I'm sending out a big hearty F*ing award to the Austrian Village of Fucking. No one could possibly deserve a good fucking more than them (except the people that keep stealing the signs).
Are the residents called Fuckers?
The residents want everyone to leave their Fucking sign alone.
6 comments:
oh my god imagine being the receptionist at the town hall :
(ring ring)
"hello, fucking town hall, how can we help you?"
i'm going to call the fucking town hall!
i have to stop now. i think my coworkers suspect i am *not* laughing at my "funny code".
me again, sorry. i went and pointed this out to my friend at work.
she's been there. she says there is fuck-all (euro-slang for 'nothing') there. she has a picture of herself in front of the sign, but it's in her loft. plus, as you don't know her, it wouldn't be as funny for you. in fact, this is only really funny for me now. i will shut up.

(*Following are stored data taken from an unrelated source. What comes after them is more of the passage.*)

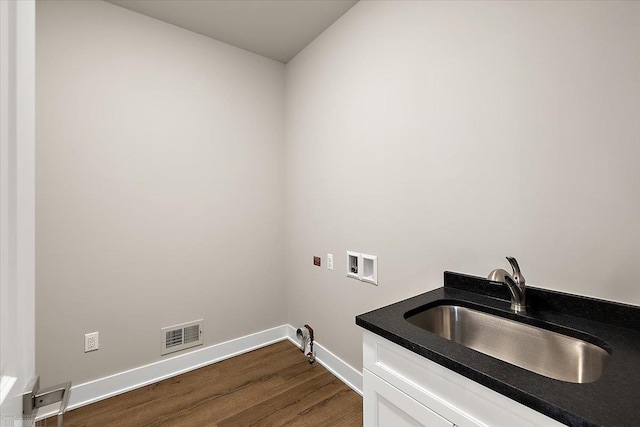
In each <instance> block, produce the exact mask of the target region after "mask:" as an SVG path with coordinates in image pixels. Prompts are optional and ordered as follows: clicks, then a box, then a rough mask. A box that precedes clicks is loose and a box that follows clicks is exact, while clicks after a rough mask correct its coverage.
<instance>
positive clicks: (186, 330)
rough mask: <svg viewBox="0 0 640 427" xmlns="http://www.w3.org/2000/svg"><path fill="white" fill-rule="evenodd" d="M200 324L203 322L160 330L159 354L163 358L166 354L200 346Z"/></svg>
mask: <svg viewBox="0 0 640 427" xmlns="http://www.w3.org/2000/svg"><path fill="white" fill-rule="evenodd" d="M202 322H203V320H202V319H200V320H196V321H193V322H188V323H182V324H180V325H175V326H168V327H166V328H162V329H161V334H160V342H161V350H160V354H161V355H163V356H164V355H165V354H168V353H173V352H175V351H180V350H184V349H186V348H191V347H195V346H198V345H202Z"/></svg>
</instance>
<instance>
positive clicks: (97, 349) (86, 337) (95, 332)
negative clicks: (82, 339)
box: [84, 332, 99, 353]
mask: <svg viewBox="0 0 640 427" xmlns="http://www.w3.org/2000/svg"><path fill="white" fill-rule="evenodd" d="M98 338H99V336H98V332H91V333H90V334H84V352H85V353H88V352H90V351H96V350H98V348H99V344H98Z"/></svg>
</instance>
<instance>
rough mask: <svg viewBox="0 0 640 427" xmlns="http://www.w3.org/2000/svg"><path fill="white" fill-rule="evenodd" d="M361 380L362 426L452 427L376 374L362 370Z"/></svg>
mask: <svg viewBox="0 0 640 427" xmlns="http://www.w3.org/2000/svg"><path fill="white" fill-rule="evenodd" d="M363 377H364V378H363V380H364V419H365V425H366V426H376V427H377V426H380V427H382V426H392V427H420V426H424V427H453V423H451V422H450V421H448V420H446V419H444V418H442V417H441V416H440V415H438V414H436V413H435V412H433V411H432V410H431V409H429V408H427V407H426V406H424V405H423V404H421V403H420V402H418V401H417V400H415V399H412V398H411V397H409V396H408V395H406V394H404V393H403V392H401V391H400V390H398V389H397V388H395V387H394V386H392V385H391V384H389V383H388V382H386V381H384V380H382V379H380V377H378V376H377V375H375V374H372V373H371V372H369V371H368V370H366V369H365V370H364V373H363Z"/></svg>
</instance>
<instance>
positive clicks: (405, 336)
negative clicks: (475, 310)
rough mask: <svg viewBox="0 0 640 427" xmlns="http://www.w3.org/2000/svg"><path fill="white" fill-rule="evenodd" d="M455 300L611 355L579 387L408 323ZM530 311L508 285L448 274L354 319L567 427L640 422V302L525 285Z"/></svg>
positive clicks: (391, 338)
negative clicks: (531, 408)
mask: <svg viewBox="0 0 640 427" xmlns="http://www.w3.org/2000/svg"><path fill="white" fill-rule="evenodd" d="M451 303H454V304H458V305H462V306H466V307H469V308H473V309H476V310H480V311H484V312H487V313H491V314H497V315H499V316H502V317H508V318H511V319H517V320H518V321H521V322H523V323H528V324H532V325H534V326H542V327H544V328H546V329H550V330H556V331H558V332H559V331H562V332H563V333H565V334H567V335H572V336H574V337H577V338H581V339H583V340H585V341H589V342H592V343H593V344H597V345H600V346H601V347H603V348H605V349H606V350H607V351H609V352H610V354H611V357H610V360H609V364H608V366H607V368H606V370H605V371H604V373H603V375H602V376H601V377H600V379H598V380H597V381H595V382H592V383H585V384H575V383H568V382H563V381H559V380H555V379H551V378H547V377H545V376H542V375H539V374H536V373H533V372H530V371H528V370H525V369H523V368H519V367H517V366H515V365H511V364H509V363H507V362H503V361H501V360H498V359H495V358H493V357H491V356H487V355H485V354H483V353H480V352H477V351H475V350H472V349H470V348H467V347H465V346H462V345H460V344H457V343H455V342H452V341H449V340H447V339H445V338H442V337H440V336H438V335H435V334H432V333H430V332H427V331H425V330H423V329H421V328H419V327H417V326H414V325H412V324H410V323H409V322H407V321H406V320H405V313H407V312H410V311H415V310H417V309H419V308H421V307H423V308H425V306H426V307H429V306H436V305H441V304H451ZM527 303H528V305H529V308H528V310H527V313H524V314H514V313H512V312H511V311H510V310H509V306H510V303H509V293H508V290H507V287H506V286H504V285H499V284H496V283H492V282H489V281H488V280H486V279H483V278H479V277H473V276H467V275H461V274H457V273H450V272H445V286H444V287H442V288H439V289H436V290H433V291H431V292H427V293H425V294H422V295H418V296H416V297H413V298H410V299H407V300H404V301H401V302H398V303H395V304H392V305H389V306H386V307H383V308H380V309H378V310H374V311H371V312H369V313H365V314H361V315H359V316H357V317H356V324H358V325H359V326H361V327H363V328H364V329H367V330H369V331H371V332H373V333H375V334H377V335H380V336H381V337H384V338H386V339H388V340H390V341H392V342H394V343H396V344H398V345H400V346H402V347H404V348H406V349H408V350H410V351H413V352H414V353H417V354H419V355H421V356H424V357H426V358H427V359H430V360H432V361H434V362H436V363H439V364H440V365H442V366H445V367H447V368H449V369H451V370H452V371H455V372H457V373H459V374H461V375H463V376H465V377H467V378H470V379H471V380H473V381H476V382H478V383H480V384H482V385H484V386H486V387H488V388H490V389H492V390H495V391H496V392H498V393H500V394H503V395H505V396H507V397H509V398H511V399H513V400H515V401H517V402H520V403H522V404H523V405H526V406H528V407H530V408H532V409H534V410H536V411H538V412H541V413H543V414H545V415H547V416H549V417H551V418H553V419H555V420H558V421H559V422H561V423H564V424H567V425H570V426H640V307H636V306H631V305H626V304H619V303H614V302H610V301H603V300H597V299H593V298H587V297H580V296H576V295H570V294H565V293H560V292H554V291H548V290H544V289H539V288H533V287H528V289H527Z"/></svg>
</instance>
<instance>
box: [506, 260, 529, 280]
mask: <svg viewBox="0 0 640 427" xmlns="http://www.w3.org/2000/svg"><path fill="white" fill-rule="evenodd" d="M507 261H509V264H511V268H512V269H513V281H514V282H516V284H517V285H518V286H524V283H525V279H524V276H523V275H522V272H521V271H520V266H519V265H518V261H516V259H515V258H514V257H510V256H508V257H507Z"/></svg>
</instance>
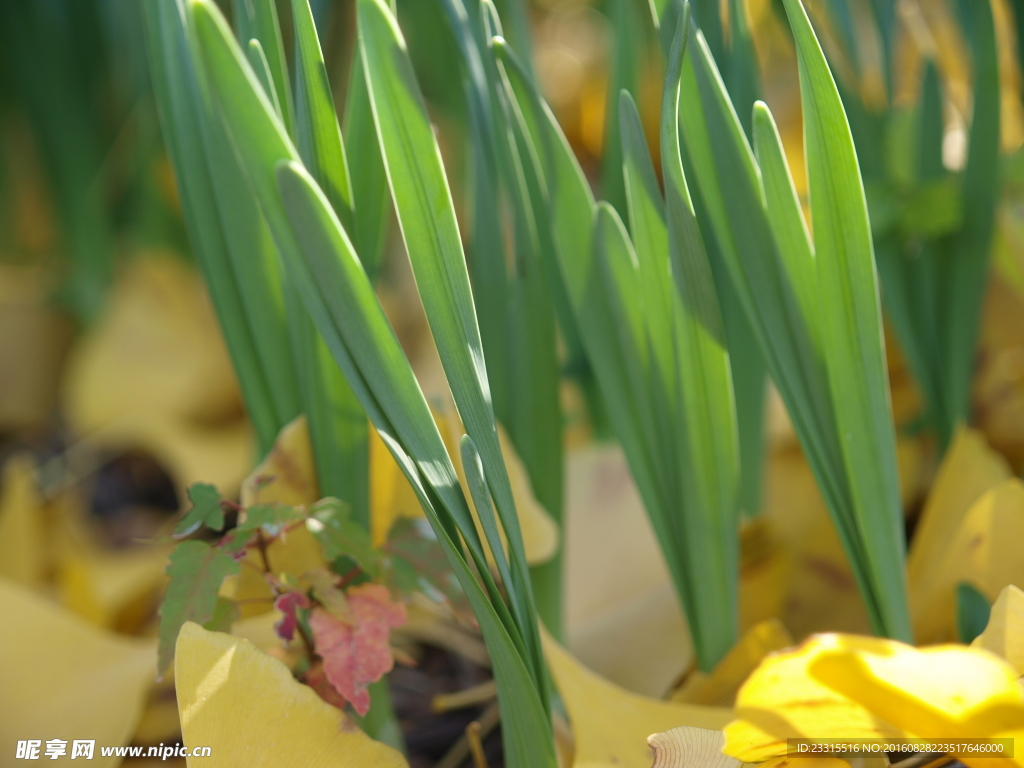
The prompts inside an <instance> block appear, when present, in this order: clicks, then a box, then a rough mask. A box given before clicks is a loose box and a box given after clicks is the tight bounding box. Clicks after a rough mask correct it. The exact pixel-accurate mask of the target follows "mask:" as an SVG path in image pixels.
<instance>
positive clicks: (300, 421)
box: [242, 415, 319, 507]
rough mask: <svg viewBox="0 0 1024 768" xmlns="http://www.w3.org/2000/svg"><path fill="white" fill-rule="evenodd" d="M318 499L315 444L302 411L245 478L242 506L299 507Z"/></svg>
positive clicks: (278, 436) (277, 439) (285, 429)
mask: <svg viewBox="0 0 1024 768" xmlns="http://www.w3.org/2000/svg"><path fill="white" fill-rule="evenodd" d="M317 499H319V489H318V488H317V486H316V467H315V465H314V464H313V447H312V443H311V442H310V441H309V425H308V424H307V423H306V417H305V416H304V415H299V416H298V417H296V418H295V419H293V420H292V421H291V422H289V423H288V424H286V425H285V426H284V428H283V429H282V430H281V432H280V433H279V434H278V439H276V440H274V442H273V447H272V449H270V453H269V454H267V456H266V458H264V459H263V461H262V462H260V464H259V466H258V467H256V469H254V470H253V471H252V473H251V474H250V475H249V476H248V477H247V478H246V479H245V480H243V482H242V506H243V507H251V506H252V505H254V504H271V503H273V502H276V503H278V504H285V505H288V506H292V507H297V506H300V505H304V504H312V503H313V502H315V501H316V500H317Z"/></svg>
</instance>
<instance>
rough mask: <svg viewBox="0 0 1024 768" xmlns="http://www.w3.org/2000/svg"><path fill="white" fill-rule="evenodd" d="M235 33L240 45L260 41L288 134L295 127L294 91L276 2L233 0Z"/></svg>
mask: <svg viewBox="0 0 1024 768" xmlns="http://www.w3.org/2000/svg"><path fill="white" fill-rule="evenodd" d="M232 6H233V10H234V13H233V16H234V25H236V32H237V34H238V38H239V40H241V41H244V42H248V41H249V40H253V39H255V40H258V41H259V44H260V48H261V49H262V50H263V54H264V57H265V59H266V62H267V70H268V71H269V73H270V78H271V79H272V80H273V90H274V92H275V93H276V94H278V98H279V103H280V105H281V111H280V112H279V115H280V116H281V119H282V121H283V122H284V124H285V126H286V127H287V128H288V131H289V132H291V131H292V128H293V126H294V122H295V118H294V110H293V108H292V88H291V85H290V80H289V77H288V61H287V59H286V56H285V41H284V40H283V39H282V37H281V24H280V23H279V22H278V4H276V2H275V0H232Z"/></svg>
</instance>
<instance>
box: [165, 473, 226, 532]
mask: <svg viewBox="0 0 1024 768" xmlns="http://www.w3.org/2000/svg"><path fill="white" fill-rule="evenodd" d="M188 501H189V502H191V507H190V508H189V509H188V511H187V512H186V513H185V516H184V517H182V518H181V520H180V521H179V522H178V524H177V525H175V526H174V536H175V537H186V536H190V535H191V534H195V532H196V531H197V530H199V529H200V526H206V527H207V528H209V529H210V530H220V529H221V528H223V527H224V510H223V509H221V507H220V493H219V492H218V490H217V488H216V487H214V486H213V485H210V484H209V483H206V482H196V483H193V484H191V485H189V486H188Z"/></svg>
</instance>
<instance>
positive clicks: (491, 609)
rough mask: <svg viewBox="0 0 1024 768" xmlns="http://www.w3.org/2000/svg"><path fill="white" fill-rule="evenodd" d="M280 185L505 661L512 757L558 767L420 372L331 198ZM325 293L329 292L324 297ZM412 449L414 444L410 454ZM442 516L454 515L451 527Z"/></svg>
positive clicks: (510, 619) (410, 473)
mask: <svg viewBox="0 0 1024 768" xmlns="http://www.w3.org/2000/svg"><path fill="white" fill-rule="evenodd" d="M279 178H280V183H281V189H282V200H283V202H284V205H285V207H286V208H287V210H288V214H289V217H290V218H291V220H292V221H293V226H294V231H295V233H296V236H297V237H298V238H299V240H300V243H301V252H302V254H303V258H304V259H305V260H306V264H307V265H308V266H309V267H310V268H313V269H314V270H315V275H316V279H315V280H309V281H305V282H304V283H303V285H305V286H306V287H307V289H308V290H309V292H308V294H307V297H308V300H309V301H310V302H311V304H312V305H316V304H317V303H319V304H321V306H323V304H324V303H326V301H325V299H326V296H331V300H330V305H329V306H323V310H321V309H316V310H314V312H313V314H314V316H316V317H318V318H321V319H322V321H323V322H322V323H321V324H318V325H319V327H321V329H322V330H323V331H324V332H325V333H328V334H330V335H331V339H333V340H334V343H331V342H330V341H329V343H330V344H331V347H332V351H334V352H335V355H336V359H338V361H339V365H342V366H343V368H344V369H345V371H346V377H347V378H348V379H349V380H350V381H362V382H366V381H371V382H374V386H373V388H372V389H370V388H369V387H366V388H364V387H356V392H357V393H358V394H359V395H360V399H361V401H362V403H364V407H365V408H367V411H368V413H369V414H370V415H371V418H372V419H373V420H374V423H375V425H376V426H377V428H378V430H379V431H380V432H381V435H382V437H384V439H385V442H386V443H387V445H388V447H389V450H390V451H391V453H392V456H394V458H395V460H396V461H397V462H398V464H399V466H400V467H401V468H402V470H403V472H404V473H406V476H407V477H408V478H409V479H410V482H411V483H412V484H413V487H414V489H415V490H416V493H417V496H418V497H419V499H420V503H421V505H422V506H423V508H424V510H425V512H426V513H427V517H428V519H429V520H430V522H431V525H432V527H433V529H434V532H435V535H436V536H437V540H438V542H439V543H440V545H441V547H442V548H443V549H444V552H445V555H446V556H447V558H449V561H450V563H451V564H452V566H453V568H454V569H455V571H456V575H457V577H458V579H459V582H460V584H462V586H463V589H464V590H465V592H466V595H467V597H468V598H469V600H470V603H471V605H472V606H473V610H474V612H475V613H476V616H477V621H478V622H479V623H480V628H481V631H482V633H483V636H484V640H485V642H486V644H487V648H488V650H489V651H490V654H492V658H493V660H494V664H495V677H496V680H497V682H498V690H499V699H500V700H501V702H502V707H503V709H504V711H505V712H506V719H505V721H504V722H505V726H504V728H503V739H504V743H505V749H506V759H507V760H508V763H509V765H511V766H516V768H526V766H542V767H550V768H553V766H554V765H555V764H556V761H555V757H554V741H553V737H552V735H551V725H550V716H549V715H548V712H547V707H546V702H545V699H544V697H543V696H542V694H541V692H540V688H539V686H538V684H537V681H536V678H535V677H534V672H532V670H531V669H530V667H529V664H530V660H529V657H528V655H527V652H526V647H525V645H524V644H522V639H521V637H519V636H518V629H517V628H516V626H515V625H514V624H513V623H512V618H511V615H509V614H508V612H507V610H506V609H505V603H504V602H503V600H502V598H501V595H500V594H499V593H498V591H497V589H496V588H495V586H494V582H493V581H492V580H490V578H489V574H488V569H487V566H486V564H485V561H483V560H482V559H481V558H482V551H481V550H480V541H479V539H478V537H477V536H476V529H475V526H474V525H473V522H472V520H471V519H470V518H469V514H468V508H467V507H466V502H465V499H464V498H463V496H462V493H461V489H460V488H459V485H458V480H457V479H456V477H455V474H454V468H453V467H452V464H451V461H450V460H449V458H447V454H446V453H445V452H444V446H443V442H441V440H440V435H439V434H438V433H437V430H436V426H435V425H434V424H433V419H432V417H431V416H430V412H429V409H427V407H426V401H425V400H424V399H423V394H422V392H421V391H420V390H419V387H418V385H417V384H416V380H415V377H414V376H413V373H412V369H411V368H410V367H409V362H408V360H406V359H404V356H403V354H402V352H401V349H400V347H399V345H398V342H397V339H396V338H395V337H394V333H393V331H391V329H390V327H389V326H388V325H387V321H386V318H385V317H384V314H383V310H382V309H381V308H380V305H379V303H377V300H376V297H374V295H373V289H372V288H371V287H370V284H369V282H368V281H367V280H366V275H365V273H364V272H362V271H361V268H359V267H358V263H357V260H356V258H355V255H354V253H352V251H351V246H350V244H349V243H348V241H347V239H346V238H345V236H344V232H343V231H342V229H341V227H340V224H338V223H337V220H336V219H335V220H334V221H333V222H332V220H331V213H330V209H329V207H328V205H327V203H326V200H325V199H324V197H323V194H322V193H321V191H319V190H318V189H317V188H316V187H315V185H314V184H313V182H312V181H311V180H310V179H309V177H308V175H307V174H306V173H305V172H304V171H303V170H302V168H301V166H298V165H296V164H294V163H292V164H283V165H281V166H280V170H279ZM339 256H340V257H341V258H338V257H339ZM339 267H340V269H339ZM321 291H323V292H325V293H321V294H318V293H317V292H321ZM325 294H326V295H325ZM356 366H358V369H356ZM358 372H361V373H362V376H364V377H365V378H361V377H359V375H358ZM378 398H379V399H378ZM406 445H409V446H410V447H411V450H409V452H408V453H407V447H406ZM414 457H415V458H414ZM442 515H443V516H447V515H451V516H452V517H450V518H449V521H445V519H444V518H443V517H442ZM453 523H454V524H455V525H457V526H458V530H459V532H460V534H461V535H462V537H463V538H464V539H465V541H466V543H467V545H469V548H470V552H471V554H472V555H473V559H474V561H475V565H476V568H477V572H478V573H479V574H480V577H481V578H482V579H483V581H484V588H485V589H486V593H487V594H486V595H485V594H484V591H483V589H481V587H480V585H479V584H478V583H477V581H476V579H475V578H474V575H473V573H472V571H471V570H470V569H469V566H468V565H467V563H466V561H465V559H464V557H465V556H464V554H463V552H462V549H461V547H459V545H458V544H457V543H456V540H454V539H453V538H452V534H453ZM488 598H489V600H488Z"/></svg>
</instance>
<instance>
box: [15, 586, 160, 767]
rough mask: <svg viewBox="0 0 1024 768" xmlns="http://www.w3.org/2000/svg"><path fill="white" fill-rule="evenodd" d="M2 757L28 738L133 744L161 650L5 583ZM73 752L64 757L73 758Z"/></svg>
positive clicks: (100, 764)
mask: <svg viewBox="0 0 1024 768" xmlns="http://www.w3.org/2000/svg"><path fill="white" fill-rule="evenodd" d="M0 615H2V616H3V621H2V622H0V648H3V652H2V653H0V712H3V717H2V718H0V754H2V755H4V756H5V758H4V759H5V760H7V759H10V756H12V755H14V753H15V748H16V742H17V741H18V740H24V739H42V740H45V739H52V738H59V739H63V740H67V741H68V742H69V748H70V746H71V744H72V742H73V741H74V740H75V739H94V740H95V742H96V750H95V757H94V760H95V762H94V763H90V765H96V766H99V768H113V767H114V766H116V765H118V764H120V762H121V758H118V757H110V758H104V757H102V756H100V754H99V749H98V746H99V745H104V746H117V745H123V744H127V743H128V742H129V741H131V737H132V734H133V733H134V732H135V727H136V724H137V723H138V721H139V717H140V715H141V713H142V709H143V706H144V705H145V700H146V695H147V693H148V691H150V689H151V687H152V685H153V681H154V678H155V676H156V666H155V662H156V646H155V644H154V643H153V642H151V641H141V640H132V639H128V638H124V637H120V636H117V635H113V634H111V633H108V632H104V631H103V630H100V629H98V628H96V627H93V626H92V625H89V624H86V623H85V622H83V621H82V620H81V618H79V617H78V616H76V615H74V614H72V613H70V612H68V611H66V610H62V609H61V608H59V607H57V606H55V605H53V604H50V603H49V602H47V601H46V600H45V599H43V598H41V597H38V596H37V595H35V594H33V593H31V592H29V591H26V590H25V589H24V588H22V587H19V586H17V585H14V584H12V583H10V582H8V581H6V580H2V579H0ZM70 756H71V749H69V750H68V755H67V756H66V757H63V758H60V760H70Z"/></svg>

i cry foul. The title of the article clearly says "Germans not amused" I told Mr. Kaos about this... he's really German... He was very amused. I mean he's only one German... but he found it very funny.
He suggested though, that if they want people to stop stealing their signs that they sell them, along with shot glasses, t shirts, post cards etc etc.
Holly - when you call ask to speak to the fucking Bürgermeister. Did your friend steal one of the signs?
CK - I don't know why the Germans are so upset, the town is in Austria. I thought Mr. K might enjoy this.
okay, will do.
no, i don't think she did. pity that.
and i am 1/4 german, people! maiden name : schneider. doesn't *get* more german than that. but i'm only 1/4 of it. and *i'm* amused! so that's 1 1/4 of the germans, yes?
holly. it does get more German. Mike's last name. More German that yours.